If A is diagonalizable, is $p(A)$ diagonalizable?

Question

Problem: Let $A$ any $n\times n$ diagonalizable matrix. Is $p(A)$ diagonalizable for any polynomial p(x)?

My attempt: I set $$p(x)=a_nx^n+a_{n-1}x^{n-1}+\cdots+a_1x+a_0$$ I know that a matrix is diagonalizable iff there are n linearly independent eigenvectors.
So I set $Ax=qx$ (q is eigenvalue), and after some substituting, i got $$q(A)x=q(p)x$$ This is the part where I got stuck.
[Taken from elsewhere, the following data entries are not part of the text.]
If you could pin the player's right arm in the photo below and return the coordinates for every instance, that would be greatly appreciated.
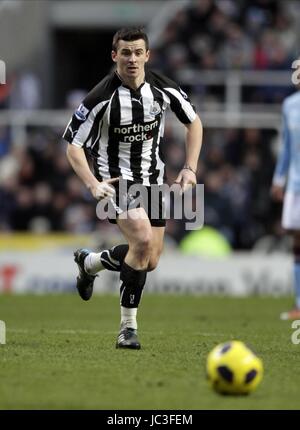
(283, 162)
(78, 161)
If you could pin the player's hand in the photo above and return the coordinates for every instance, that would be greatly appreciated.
(277, 193)
(186, 179)
(103, 190)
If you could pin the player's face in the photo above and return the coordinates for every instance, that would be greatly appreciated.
(131, 58)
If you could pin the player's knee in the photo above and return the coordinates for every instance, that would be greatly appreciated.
(153, 262)
(142, 245)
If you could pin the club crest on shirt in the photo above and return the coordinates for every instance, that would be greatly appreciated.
(81, 112)
(155, 109)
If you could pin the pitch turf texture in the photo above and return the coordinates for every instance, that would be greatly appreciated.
(60, 353)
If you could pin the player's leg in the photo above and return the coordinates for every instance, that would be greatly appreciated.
(137, 230)
(295, 313)
(291, 223)
(156, 247)
(296, 252)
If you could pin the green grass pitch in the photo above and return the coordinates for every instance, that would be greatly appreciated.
(60, 353)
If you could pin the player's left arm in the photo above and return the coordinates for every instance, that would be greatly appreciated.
(193, 142)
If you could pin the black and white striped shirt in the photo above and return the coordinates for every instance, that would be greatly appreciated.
(123, 128)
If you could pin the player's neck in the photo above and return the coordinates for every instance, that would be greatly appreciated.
(133, 83)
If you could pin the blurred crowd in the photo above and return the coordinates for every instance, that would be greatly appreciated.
(39, 191)
(231, 35)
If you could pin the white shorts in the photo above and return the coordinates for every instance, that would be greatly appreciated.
(291, 211)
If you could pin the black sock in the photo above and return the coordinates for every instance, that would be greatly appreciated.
(132, 285)
(112, 259)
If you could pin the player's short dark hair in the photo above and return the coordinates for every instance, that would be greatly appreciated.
(129, 34)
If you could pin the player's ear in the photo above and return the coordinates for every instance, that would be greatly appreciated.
(113, 56)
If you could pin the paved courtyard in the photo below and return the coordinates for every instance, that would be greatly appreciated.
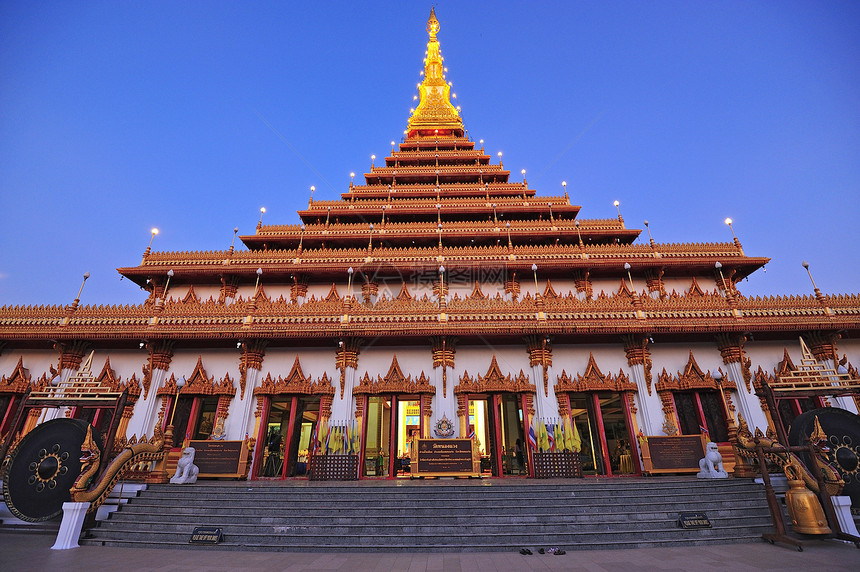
(33, 552)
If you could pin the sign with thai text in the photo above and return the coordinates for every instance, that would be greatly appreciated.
(693, 520)
(444, 457)
(220, 458)
(206, 535)
(673, 453)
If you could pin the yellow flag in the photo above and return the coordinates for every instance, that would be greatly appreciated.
(577, 441)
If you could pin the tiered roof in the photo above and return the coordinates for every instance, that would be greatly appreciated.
(439, 200)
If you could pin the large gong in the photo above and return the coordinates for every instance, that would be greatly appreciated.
(843, 435)
(43, 467)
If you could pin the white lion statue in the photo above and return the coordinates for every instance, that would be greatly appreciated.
(711, 467)
(186, 470)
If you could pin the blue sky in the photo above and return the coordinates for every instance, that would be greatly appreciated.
(189, 116)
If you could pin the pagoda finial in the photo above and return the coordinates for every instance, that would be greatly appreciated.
(435, 115)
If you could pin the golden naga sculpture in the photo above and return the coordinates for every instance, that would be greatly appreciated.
(435, 115)
(789, 462)
(84, 490)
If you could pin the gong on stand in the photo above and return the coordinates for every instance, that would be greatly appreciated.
(43, 467)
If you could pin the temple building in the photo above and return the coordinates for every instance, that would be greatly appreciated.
(440, 296)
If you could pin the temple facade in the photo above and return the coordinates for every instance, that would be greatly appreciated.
(440, 296)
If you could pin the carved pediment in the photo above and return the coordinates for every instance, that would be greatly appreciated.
(592, 379)
(394, 382)
(18, 381)
(494, 382)
(691, 378)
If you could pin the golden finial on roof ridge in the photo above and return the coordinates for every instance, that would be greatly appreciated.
(435, 115)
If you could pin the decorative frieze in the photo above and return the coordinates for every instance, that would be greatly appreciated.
(638, 353)
(252, 358)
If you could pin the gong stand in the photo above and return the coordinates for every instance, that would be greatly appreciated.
(85, 399)
(771, 394)
(779, 534)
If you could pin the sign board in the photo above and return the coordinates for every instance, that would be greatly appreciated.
(693, 520)
(673, 453)
(445, 458)
(206, 535)
(220, 458)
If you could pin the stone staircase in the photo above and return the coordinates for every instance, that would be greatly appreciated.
(439, 516)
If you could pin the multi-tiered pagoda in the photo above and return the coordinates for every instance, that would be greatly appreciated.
(437, 298)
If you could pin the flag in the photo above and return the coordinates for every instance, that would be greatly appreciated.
(577, 440)
(543, 441)
(550, 433)
(347, 442)
(561, 437)
(532, 438)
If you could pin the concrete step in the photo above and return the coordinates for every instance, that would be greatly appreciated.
(395, 516)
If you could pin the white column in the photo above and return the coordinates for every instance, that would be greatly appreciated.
(649, 415)
(546, 404)
(443, 406)
(747, 404)
(74, 514)
(240, 418)
(342, 409)
(145, 413)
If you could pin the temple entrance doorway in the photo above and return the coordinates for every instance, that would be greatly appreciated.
(290, 431)
(496, 420)
(604, 425)
(391, 423)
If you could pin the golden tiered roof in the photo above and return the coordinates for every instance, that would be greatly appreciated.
(439, 200)
(435, 115)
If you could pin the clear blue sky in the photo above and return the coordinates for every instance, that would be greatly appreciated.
(119, 116)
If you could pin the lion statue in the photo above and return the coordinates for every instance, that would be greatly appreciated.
(711, 467)
(186, 470)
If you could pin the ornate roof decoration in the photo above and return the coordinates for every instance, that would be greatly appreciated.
(811, 375)
(477, 294)
(333, 296)
(435, 115)
(404, 295)
(549, 291)
(295, 383)
(593, 380)
(695, 289)
(692, 378)
(18, 381)
(198, 383)
(191, 296)
(785, 366)
(394, 382)
(494, 381)
(108, 378)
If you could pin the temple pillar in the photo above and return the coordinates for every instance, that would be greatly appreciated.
(444, 402)
(823, 348)
(582, 282)
(299, 289)
(512, 288)
(646, 401)
(70, 358)
(370, 292)
(154, 375)
(346, 360)
(540, 360)
(240, 423)
(229, 287)
(738, 370)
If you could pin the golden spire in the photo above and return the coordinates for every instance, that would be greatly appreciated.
(435, 115)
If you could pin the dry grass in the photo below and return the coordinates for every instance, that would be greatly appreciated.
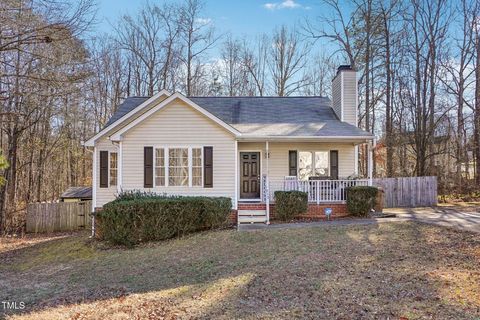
(390, 270)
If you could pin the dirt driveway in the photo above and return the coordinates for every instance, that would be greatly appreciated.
(461, 217)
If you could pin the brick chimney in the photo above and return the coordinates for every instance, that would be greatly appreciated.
(344, 94)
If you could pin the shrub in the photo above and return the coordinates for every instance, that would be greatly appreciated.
(129, 221)
(137, 194)
(361, 199)
(289, 204)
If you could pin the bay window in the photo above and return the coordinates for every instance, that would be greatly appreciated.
(178, 167)
(313, 163)
(113, 168)
(160, 167)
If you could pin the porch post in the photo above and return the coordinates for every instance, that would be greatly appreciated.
(370, 163)
(235, 198)
(267, 183)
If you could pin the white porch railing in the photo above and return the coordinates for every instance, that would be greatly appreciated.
(319, 191)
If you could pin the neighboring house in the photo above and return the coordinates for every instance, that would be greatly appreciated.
(244, 148)
(76, 194)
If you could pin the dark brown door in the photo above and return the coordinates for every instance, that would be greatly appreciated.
(249, 175)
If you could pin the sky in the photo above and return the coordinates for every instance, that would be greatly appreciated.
(241, 18)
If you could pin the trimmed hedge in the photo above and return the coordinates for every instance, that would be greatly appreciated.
(289, 204)
(132, 220)
(361, 199)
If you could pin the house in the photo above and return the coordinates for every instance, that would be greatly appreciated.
(76, 194)
(244, 148)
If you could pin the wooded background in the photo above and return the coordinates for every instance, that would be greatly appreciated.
(418, 64)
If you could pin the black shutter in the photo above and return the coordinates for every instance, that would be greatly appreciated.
(148, 167)
(292, 163)
(334, 164)
(103, 169)
(208, 167)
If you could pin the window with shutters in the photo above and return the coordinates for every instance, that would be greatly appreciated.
(178, 167)
(313, 164)
(197, 167)
(113, 168)
(160, 167)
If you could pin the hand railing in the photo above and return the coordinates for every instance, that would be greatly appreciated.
(318, 190)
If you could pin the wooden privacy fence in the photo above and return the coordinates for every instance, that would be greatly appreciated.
(408, 191)
(58, 216)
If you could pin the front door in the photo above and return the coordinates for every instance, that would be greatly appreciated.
(249, 175)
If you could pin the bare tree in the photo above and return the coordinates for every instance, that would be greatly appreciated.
(288, 58)
(198, 36)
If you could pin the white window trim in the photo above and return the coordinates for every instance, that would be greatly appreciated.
(167, 164)
(313, 161)
(109, 168)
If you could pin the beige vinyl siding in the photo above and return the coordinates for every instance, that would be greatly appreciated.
(278, 162)
(179, 125)
(103, 195)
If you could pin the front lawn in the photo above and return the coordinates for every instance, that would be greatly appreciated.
(390, 270)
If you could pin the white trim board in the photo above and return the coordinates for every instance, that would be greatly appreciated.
(118, 135)
(91, 142)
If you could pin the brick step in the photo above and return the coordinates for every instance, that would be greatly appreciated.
(252, 219)
(250, 213)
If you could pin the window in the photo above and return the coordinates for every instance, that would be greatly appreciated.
(159, 167)
(321, 163)
(113, 168)
(313, 164)
(305, 165)
(178, 167)
(197, 167)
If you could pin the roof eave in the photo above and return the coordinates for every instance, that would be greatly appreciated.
(358, 139)
(91, 142)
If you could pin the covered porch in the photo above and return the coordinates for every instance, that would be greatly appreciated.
(323, 168)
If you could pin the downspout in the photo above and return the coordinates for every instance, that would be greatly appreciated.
(267, 184)
(94, 189)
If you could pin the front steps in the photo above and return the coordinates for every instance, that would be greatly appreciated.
(251, 216)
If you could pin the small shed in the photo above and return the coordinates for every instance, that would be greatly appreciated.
(76, 194)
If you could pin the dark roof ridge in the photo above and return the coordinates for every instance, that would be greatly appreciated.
(256, 97)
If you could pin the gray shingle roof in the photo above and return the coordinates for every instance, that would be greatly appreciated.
(78, 192)
(268, 116)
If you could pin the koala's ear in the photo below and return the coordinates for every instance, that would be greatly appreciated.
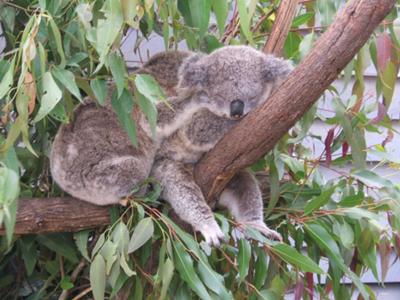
(275, 68)
(192, 73)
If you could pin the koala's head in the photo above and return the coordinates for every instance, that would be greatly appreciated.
(234, 79)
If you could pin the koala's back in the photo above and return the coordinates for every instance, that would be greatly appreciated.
(93, 159)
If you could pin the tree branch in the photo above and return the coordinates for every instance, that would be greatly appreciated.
(41, 215)
(257, 133)
(281, 27)
(261, 129)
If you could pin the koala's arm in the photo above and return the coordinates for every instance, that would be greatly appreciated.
(186, 198)
(178, 112)
(243, 198)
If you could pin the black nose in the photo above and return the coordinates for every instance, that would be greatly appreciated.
(237, 108)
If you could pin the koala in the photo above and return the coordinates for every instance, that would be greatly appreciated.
(229, 83)
(93, 159)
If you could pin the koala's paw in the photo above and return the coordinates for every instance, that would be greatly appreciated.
(212, 233)
(269, 233)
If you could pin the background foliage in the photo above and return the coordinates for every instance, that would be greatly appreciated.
(58, 52)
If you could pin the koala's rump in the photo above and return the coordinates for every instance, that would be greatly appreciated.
(93, 159)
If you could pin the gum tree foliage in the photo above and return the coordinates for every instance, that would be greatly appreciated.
(58, 52)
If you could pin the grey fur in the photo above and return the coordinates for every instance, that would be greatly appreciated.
(102, 166)
(227, 74)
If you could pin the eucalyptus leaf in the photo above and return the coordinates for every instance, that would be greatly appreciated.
(51, 96)
(98, 277)
(143, 232)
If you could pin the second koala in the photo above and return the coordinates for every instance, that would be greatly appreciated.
(230, 82)
(92, 158)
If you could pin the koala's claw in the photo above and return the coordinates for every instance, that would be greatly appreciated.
(212, 234)
(269, 233)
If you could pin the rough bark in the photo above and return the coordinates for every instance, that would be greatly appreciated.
(261, 129)
(41, 215)
(280, 29)
(257, 133)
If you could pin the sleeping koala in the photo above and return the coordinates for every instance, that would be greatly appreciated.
(231, 82)
(93, 159)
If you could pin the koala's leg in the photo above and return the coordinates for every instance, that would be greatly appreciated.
(114, 178)
(186, 198)
(242, 197)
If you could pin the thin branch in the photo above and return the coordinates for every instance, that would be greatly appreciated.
(281, 27)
I get a feeling that I should divide cases when A has n linearly independent eigenvectors by having n distinct eigenvalues, or if it has an eigenvalue with geometric multiplicity larger than $1$… Any hint please?

Answer 1

If $M$ is such that $M^{-1}AM$ is equal to some diagonal matrix $D$, then $p(M^{-1}AM)=M^{-1}p(A)M$, which is a sum of diagonal matrices. More precisely, if$$p(x)=a_nx^n+a_{n-1}x^{n-1}+\cdots+a_1x+a_0,$$then$$p(M^{-1}AM)=a_nD^n+a_{n-1}D^{n-1}+\cdots+a_1D+a_0\operatorname{Id}.$$Therefore, $p(M^{-1}AM)$ is a diagonal matrix too.